It has always annoyed me slightly when a politician decides not to run for national office “because of his family.” Are those who do run and serve any less devoted? Moreover, it seems like a bit of a dodge. (As in, “I’m leaving this high-level position to spend more time with my family.”) Run or not, but why drag your family into it?
This weekend, however, I saw firsthand why this reason (however true) is really not an appropriate rationale for politicians. My family and I spent the weekend in Norfolk. There are multiple Army forts and Navy bases in area. On and off base there are thousands of homes, filled with a single spouse and multiple children. Usually it is the dads who are gone six months, but often it is much longer. Having a spouse deployed is not reason for complaint. Life goes on, children go to school, mothers cope and there are no weekends home for the absent dads.

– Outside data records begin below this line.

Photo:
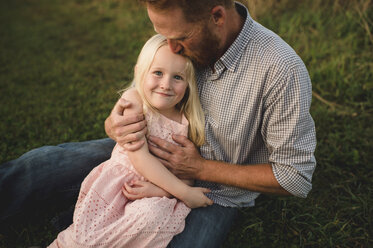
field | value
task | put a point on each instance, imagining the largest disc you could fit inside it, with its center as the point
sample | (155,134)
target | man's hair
(193,10)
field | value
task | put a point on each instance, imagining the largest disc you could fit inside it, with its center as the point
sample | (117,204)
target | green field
(63,62)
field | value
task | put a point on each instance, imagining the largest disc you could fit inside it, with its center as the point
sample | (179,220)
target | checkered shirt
(256,105)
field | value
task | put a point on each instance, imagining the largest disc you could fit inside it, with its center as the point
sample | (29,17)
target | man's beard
(208,51)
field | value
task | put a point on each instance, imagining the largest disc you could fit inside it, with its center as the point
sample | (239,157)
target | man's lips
(163,94)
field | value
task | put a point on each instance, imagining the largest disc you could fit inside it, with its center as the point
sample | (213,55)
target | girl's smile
(165,83)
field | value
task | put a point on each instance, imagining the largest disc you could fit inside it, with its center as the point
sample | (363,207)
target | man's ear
(219,15)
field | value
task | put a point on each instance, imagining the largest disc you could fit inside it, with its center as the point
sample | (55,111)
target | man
(256,95)
(260,137)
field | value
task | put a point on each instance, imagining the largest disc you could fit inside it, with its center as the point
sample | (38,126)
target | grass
(62,63)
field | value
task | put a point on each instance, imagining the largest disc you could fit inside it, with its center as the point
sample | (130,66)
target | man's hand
(184,161)
(141,189)
(126,130)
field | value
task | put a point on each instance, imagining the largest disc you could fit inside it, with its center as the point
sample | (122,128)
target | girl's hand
(195,197)
(141,189)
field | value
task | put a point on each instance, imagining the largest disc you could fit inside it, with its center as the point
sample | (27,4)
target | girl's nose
(175,46)
(165,83)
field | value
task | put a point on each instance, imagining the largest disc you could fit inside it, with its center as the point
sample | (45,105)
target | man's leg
(46,173)
(205,227)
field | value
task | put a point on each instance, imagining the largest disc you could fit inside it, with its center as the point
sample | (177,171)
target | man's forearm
(256,177)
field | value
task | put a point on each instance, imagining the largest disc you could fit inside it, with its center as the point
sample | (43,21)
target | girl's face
(165,82)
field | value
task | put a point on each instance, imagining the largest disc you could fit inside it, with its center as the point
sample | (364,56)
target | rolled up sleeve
(289,131)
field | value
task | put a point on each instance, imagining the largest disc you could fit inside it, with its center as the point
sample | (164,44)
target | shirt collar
(231,57)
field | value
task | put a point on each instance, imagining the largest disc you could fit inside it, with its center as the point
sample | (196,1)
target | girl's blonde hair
(189,105)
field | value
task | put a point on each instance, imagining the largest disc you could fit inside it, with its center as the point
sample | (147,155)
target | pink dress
(104,217)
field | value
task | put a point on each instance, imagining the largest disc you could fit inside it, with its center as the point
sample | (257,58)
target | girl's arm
(153,170)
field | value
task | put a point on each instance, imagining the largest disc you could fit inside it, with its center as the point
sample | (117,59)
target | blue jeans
(53,174)
(205,227)
(48,174)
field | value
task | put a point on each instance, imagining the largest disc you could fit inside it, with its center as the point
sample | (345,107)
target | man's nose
(175,46)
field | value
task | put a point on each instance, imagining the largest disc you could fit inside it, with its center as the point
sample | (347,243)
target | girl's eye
(158,73)
(177,77)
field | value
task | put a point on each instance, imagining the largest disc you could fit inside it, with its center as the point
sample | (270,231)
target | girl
(165,89)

So if a pol doesn’t want to run for office, that’s fine. If he thinks his family is a higher priority than serving in Congress or the White House, many of us can relate. But they should save the sanctimony. Who’s more noble: the pol who decides not to run for the White House or the soldier, marine or sailor who goes overseas no matter how much he loves his family?
If a pol believes his country needs him, is the family dislocation — which involves no personal danger, comes with many perks, permits weekends and vacations with the family, and allows (if they so desire) relocating the family to Washington — justification for not serving? Patriotism, the extraordinary courage and everyday stress borne by our military and their families are something to admire. Many of us could not imagine undertaking it. So if a pol can’t tolerate a far more minor inconvenience, perhaps he should keep it to himself, lest the rest of us think worse of him.